Launched by EU foreign ministers on 10 June, the Stability Pact is an attempt, ten years after the end of the Cold War, to finally end the division of the Continent and further the process of European integration. The Stability Pact intends to tackle this challenge through three distinct lines of action:
u developing a new pan-European security structure under the auspices of the OSCE, which calls for more effective instruments and institutions for the early identification and prevention of conflicts in the region;

  • providing more help with economic reform; and
  • strengthening the nascent democracies.

These initiatives are to be combined with genuine prospects of accession for those countries which wish to join the EU...which effectively means every state in the region.

Apart from discussions on the central issue of security, additional "roundtables" will focus on issues such as democracy and human rights, economic reforms, and cooperation between experts and government representatives in the countries concerned. The democracy "roundtable", for example, will be concerned with strengthening the institutions of a civil society, supporting independent media, evolving a legal system which conforms to EU principles, and restructuring the civil administration. Another explicit objective is to preserve the multinational and multi-ethnic diversity of the countries in the region.

The economic cooperation "roundtable" will discuss privatisation issues, structural change and tax systems. The main goals are to integrate those participating in the Stability Pact into the World Trade Organisation (WTO), to guarantee the free movement of goods and capital, and improve the investment and business climate. A further objective is to campaign against crime and corruption.

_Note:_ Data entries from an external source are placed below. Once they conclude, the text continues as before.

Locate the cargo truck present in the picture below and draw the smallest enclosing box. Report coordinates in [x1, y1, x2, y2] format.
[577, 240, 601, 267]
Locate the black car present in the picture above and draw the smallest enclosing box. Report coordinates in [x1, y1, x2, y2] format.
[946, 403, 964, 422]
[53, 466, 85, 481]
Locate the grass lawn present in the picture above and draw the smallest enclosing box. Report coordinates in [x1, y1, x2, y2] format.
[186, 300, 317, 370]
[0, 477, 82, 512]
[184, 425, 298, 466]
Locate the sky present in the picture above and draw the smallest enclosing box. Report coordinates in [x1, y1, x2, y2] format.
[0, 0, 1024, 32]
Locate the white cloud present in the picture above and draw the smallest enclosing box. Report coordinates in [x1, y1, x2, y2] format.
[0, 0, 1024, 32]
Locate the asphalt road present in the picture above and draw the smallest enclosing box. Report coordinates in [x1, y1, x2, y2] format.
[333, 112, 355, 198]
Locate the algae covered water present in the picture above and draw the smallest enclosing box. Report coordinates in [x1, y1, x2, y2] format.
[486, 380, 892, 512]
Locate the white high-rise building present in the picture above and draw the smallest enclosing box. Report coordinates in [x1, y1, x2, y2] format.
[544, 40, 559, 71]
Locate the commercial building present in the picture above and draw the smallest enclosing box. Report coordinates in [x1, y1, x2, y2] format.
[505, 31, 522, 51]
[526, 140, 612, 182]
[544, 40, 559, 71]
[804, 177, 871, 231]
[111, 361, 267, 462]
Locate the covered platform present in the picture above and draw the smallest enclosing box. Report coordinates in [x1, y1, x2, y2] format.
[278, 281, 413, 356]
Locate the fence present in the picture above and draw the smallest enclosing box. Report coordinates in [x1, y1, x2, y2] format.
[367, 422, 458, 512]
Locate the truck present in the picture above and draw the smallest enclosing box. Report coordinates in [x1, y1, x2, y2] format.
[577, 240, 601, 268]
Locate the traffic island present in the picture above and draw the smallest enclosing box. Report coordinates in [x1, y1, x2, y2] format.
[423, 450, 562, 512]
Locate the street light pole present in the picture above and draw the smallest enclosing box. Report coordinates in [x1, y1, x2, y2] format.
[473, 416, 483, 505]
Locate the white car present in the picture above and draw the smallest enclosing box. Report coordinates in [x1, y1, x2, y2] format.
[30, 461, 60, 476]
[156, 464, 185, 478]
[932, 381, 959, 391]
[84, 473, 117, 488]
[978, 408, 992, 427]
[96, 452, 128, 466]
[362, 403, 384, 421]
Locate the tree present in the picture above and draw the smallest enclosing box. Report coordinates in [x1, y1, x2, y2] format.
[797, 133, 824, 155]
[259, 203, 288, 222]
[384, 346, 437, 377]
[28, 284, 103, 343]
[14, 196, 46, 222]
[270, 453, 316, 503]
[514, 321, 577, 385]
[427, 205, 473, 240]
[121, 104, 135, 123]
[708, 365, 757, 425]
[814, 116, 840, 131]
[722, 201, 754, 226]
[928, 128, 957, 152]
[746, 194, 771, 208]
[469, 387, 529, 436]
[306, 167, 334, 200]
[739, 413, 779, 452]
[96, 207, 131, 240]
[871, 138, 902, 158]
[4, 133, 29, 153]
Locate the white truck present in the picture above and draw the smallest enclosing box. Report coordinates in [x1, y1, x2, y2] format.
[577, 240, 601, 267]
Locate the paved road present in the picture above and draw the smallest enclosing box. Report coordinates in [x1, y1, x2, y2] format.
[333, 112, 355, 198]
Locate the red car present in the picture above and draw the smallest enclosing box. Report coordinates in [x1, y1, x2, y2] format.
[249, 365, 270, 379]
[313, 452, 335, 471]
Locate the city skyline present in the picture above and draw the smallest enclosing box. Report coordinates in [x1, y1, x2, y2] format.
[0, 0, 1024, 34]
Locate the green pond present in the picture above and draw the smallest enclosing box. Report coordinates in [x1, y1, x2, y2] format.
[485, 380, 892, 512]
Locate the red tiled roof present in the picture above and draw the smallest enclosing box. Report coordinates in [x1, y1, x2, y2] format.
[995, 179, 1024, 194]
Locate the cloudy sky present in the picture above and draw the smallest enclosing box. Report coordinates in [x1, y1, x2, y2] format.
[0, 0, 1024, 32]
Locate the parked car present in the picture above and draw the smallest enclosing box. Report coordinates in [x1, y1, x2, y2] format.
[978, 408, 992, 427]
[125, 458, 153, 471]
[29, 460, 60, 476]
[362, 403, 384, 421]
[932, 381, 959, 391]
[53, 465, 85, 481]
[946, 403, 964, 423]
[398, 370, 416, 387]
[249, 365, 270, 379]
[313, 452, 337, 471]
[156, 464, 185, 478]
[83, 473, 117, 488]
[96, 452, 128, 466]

Kosovo: a test case for the Stability Pact

A British KFOR officer sifts through a pile of Kosovar Albanian passports and ID cards, which had been confiscated by Serb forces and were found on 13 June. The lack of ID papers is complicating the OSCE's task of registering voters.
(Reuters photo - 30Kb)

Kosovo can be seen as a test case for the Stability Pact as a whole. Without a stable post-war order in Kosovo, there is no prospect of lasting peace in the former Yugoslavia. The Stability Pact's economic cooperation "roundtable" has therefore been assigned a working group on reconstruction in Kosovo, headed by the Belgian Marc Franco and the EU Commission's reconstruction agency for Kosovo.

It is unclear as yet what institutional form the Stability Pact will take. The first summit meeting in Sarajevo on 30 July was largely symbolic, and while a final declaration in very general terms was issued, no concrete promises of aid were made. A separate donors' conference for the Stability Pact will be held in Italy during the autumn.

Experience gained in Bosnia and the wider impetus provided by the new Stability Pact could provide an opportunity for Kosovo. From Bosnia we have learned that UNMIK must push on more resolutely with setting-up civil structures and administering Kosovo almost like a protectorate until elections are held. Its coordinating role must be combined with comprehensive powers. Another lesson from Bosnia is that independent economic activity needs to be promoted during the process of reconstruction, in particular, by providing access to loans.

But, as the Stability Pact recognises, only a comprehensive regional approach can bring lasting peace to the Balkans, and growth and democracy to South-east Europe. Finally, as the wars in the former Yugoslavia have shown, the threat of force, or even the use of force, by NATO may sometimes be necessary in order to counter a militaristic policy by individual states that can destabilise the entire region.